The company launched its first line of microwavable cups in June.
| Photo: GoodlesDespite the company’s emphasis on healthy formulations, taste and flavor variety remains a major focal point for the company. Zeszut said that marketing the company’s products to adult consumers allows the Goodles research and development team to explore flavors beyond the limited flavor palette children are likely to have. The company launches multiple new flavors nearly every fiscal quarter, more than 15 flavors since its debut, with an innovation ethos to create flavors that garner a “oh no you didn’t” response internally.
“You might have just broke up with your boyfriend, and you’re all about one kind of mac and cheese, but then it’s date night and you’re about a different kind of mac and cheese, or it’s Thursday night, and you’re watching with your girlfriends and you’re drinking wine, and that’s very different,” Zeszut said. “Variety becomes really important if you believe in the vision for this market that we hoped would materialize.”
Tapping into consumer interest in convenient meal formats is becoming a growing priority, with the company launching its first microwavable cups line in June of last year. Zeszut said members of the company initially were hesitant that the product, which was in development for several years, may cannibalize sales of their boxed macaroni and cheese. But consumer feedback assured them that the use cases for such formats would be different.
“We asked (consumers), ‘are you going to buy cups and you’re not going to buy the boxes?’” she said. “And they all said, ‘No, no, it’s totally different. This one is for going to the gym, it’s for taking to work, it’s for sending with my kids to school, it’s for picking them up after, it’s all of these different use cases.’”

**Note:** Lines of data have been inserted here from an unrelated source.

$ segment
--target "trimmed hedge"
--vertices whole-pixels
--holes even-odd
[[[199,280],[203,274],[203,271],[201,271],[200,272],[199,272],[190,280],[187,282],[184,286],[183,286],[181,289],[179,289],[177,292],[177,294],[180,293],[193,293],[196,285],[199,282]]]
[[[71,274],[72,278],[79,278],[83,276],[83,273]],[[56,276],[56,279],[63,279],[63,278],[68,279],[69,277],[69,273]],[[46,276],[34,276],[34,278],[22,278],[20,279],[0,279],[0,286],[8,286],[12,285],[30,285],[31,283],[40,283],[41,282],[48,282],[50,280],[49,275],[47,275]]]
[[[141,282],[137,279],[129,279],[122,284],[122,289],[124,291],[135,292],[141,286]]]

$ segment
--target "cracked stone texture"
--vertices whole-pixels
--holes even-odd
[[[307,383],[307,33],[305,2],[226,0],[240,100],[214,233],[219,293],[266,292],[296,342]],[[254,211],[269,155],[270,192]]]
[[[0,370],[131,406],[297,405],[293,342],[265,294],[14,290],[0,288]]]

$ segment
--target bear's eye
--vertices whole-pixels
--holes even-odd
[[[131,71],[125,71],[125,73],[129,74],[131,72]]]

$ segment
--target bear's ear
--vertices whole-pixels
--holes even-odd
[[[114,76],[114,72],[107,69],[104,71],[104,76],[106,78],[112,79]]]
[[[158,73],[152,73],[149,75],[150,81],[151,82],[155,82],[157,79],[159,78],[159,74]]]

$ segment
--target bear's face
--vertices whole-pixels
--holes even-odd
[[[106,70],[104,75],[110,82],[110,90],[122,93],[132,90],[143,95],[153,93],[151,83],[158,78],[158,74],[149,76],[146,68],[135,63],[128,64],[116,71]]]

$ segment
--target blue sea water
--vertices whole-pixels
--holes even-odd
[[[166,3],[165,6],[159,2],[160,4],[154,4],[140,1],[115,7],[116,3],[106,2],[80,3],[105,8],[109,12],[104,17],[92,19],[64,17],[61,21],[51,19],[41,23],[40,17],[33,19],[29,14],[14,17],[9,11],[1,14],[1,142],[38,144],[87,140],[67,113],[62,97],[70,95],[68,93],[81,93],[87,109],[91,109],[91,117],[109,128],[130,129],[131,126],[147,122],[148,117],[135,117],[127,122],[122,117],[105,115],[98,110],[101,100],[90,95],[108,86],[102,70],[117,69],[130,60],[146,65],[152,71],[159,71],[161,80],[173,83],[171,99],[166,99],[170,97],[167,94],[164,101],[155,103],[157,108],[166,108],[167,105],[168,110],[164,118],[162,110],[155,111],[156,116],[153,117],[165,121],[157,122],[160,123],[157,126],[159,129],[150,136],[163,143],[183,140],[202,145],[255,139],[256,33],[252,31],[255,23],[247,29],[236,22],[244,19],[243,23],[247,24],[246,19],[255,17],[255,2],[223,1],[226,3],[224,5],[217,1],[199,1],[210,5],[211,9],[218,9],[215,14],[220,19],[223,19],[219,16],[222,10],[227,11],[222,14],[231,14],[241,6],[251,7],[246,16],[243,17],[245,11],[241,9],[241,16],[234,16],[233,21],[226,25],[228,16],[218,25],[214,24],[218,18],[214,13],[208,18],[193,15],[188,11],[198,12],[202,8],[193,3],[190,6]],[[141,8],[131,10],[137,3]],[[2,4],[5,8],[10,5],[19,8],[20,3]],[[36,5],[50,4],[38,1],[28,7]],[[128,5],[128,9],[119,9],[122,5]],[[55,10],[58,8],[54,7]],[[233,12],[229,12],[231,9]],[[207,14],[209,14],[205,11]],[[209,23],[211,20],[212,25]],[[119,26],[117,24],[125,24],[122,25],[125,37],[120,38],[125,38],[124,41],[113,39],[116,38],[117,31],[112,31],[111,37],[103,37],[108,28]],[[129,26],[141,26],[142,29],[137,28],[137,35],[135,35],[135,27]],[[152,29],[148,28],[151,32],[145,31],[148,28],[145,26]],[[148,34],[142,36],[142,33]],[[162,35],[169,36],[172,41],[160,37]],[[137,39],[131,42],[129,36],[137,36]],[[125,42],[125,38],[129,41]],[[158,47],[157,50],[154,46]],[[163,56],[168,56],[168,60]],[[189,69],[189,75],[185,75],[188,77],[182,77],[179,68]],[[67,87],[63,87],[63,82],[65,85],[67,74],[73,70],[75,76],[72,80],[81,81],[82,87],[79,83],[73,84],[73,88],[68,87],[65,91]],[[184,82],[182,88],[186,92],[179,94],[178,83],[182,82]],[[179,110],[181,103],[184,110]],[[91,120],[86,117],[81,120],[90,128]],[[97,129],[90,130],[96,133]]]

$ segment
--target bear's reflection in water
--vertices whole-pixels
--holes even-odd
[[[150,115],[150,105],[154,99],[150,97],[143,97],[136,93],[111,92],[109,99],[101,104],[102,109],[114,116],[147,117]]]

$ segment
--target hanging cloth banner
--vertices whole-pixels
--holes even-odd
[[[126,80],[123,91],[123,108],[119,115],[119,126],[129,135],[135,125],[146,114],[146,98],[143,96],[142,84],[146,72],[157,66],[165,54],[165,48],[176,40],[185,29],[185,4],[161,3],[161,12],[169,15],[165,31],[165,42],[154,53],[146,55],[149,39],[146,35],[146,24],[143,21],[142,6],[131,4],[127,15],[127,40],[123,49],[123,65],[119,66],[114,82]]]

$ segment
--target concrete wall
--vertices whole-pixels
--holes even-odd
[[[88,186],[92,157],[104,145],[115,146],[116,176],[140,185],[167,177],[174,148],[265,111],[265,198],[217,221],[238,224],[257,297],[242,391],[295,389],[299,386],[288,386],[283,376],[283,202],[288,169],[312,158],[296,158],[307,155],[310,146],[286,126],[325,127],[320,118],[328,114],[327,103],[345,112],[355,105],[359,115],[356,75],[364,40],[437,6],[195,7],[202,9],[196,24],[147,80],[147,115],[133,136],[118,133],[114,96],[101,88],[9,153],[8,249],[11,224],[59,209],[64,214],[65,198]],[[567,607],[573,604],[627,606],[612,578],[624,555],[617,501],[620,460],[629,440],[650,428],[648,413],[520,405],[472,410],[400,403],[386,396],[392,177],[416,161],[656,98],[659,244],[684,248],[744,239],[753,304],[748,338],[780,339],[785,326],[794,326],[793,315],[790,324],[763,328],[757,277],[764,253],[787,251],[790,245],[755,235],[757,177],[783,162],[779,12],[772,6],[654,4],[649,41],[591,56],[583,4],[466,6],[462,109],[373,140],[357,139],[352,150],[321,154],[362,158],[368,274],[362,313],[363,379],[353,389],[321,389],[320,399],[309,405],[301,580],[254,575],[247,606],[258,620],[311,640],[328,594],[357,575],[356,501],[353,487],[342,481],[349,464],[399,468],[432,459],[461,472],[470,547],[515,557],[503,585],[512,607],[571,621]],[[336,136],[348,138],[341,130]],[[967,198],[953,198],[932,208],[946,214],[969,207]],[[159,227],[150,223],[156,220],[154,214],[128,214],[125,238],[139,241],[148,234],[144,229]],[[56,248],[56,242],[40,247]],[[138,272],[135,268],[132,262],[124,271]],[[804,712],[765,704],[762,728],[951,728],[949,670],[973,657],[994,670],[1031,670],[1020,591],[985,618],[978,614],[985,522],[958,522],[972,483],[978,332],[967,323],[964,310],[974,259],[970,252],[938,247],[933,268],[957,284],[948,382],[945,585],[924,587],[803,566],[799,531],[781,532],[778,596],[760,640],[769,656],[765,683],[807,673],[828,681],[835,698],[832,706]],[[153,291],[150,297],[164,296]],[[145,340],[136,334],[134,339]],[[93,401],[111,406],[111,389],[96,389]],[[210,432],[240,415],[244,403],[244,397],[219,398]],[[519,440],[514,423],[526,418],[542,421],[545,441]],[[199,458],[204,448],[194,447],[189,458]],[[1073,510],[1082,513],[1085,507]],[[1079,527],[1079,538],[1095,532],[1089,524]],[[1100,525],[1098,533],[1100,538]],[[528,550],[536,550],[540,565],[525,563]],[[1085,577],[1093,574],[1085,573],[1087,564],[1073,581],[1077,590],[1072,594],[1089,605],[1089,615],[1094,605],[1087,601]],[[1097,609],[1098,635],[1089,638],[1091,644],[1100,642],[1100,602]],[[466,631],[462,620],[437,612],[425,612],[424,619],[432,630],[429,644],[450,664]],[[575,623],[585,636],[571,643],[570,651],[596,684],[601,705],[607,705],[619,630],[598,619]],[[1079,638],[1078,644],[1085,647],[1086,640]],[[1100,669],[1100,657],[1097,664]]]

Following a sold out online launch, the company is leaning into the format and plans to add additional flavors, including a microwavable version of its Twist My Arm boxed macaroni.
“I think you’re going to see additional innovation on this format, just given how well it’s doing,” Zeszut said. “It’s also exciting for us, because in this little form factor, this can go into college dorms. This can go into convenience stores, hotels, foodservice … and all those kinds of things. Those are places that you wouldn’t put a box, but we get these cups, so it’s actually opening a lot of distribution doors.”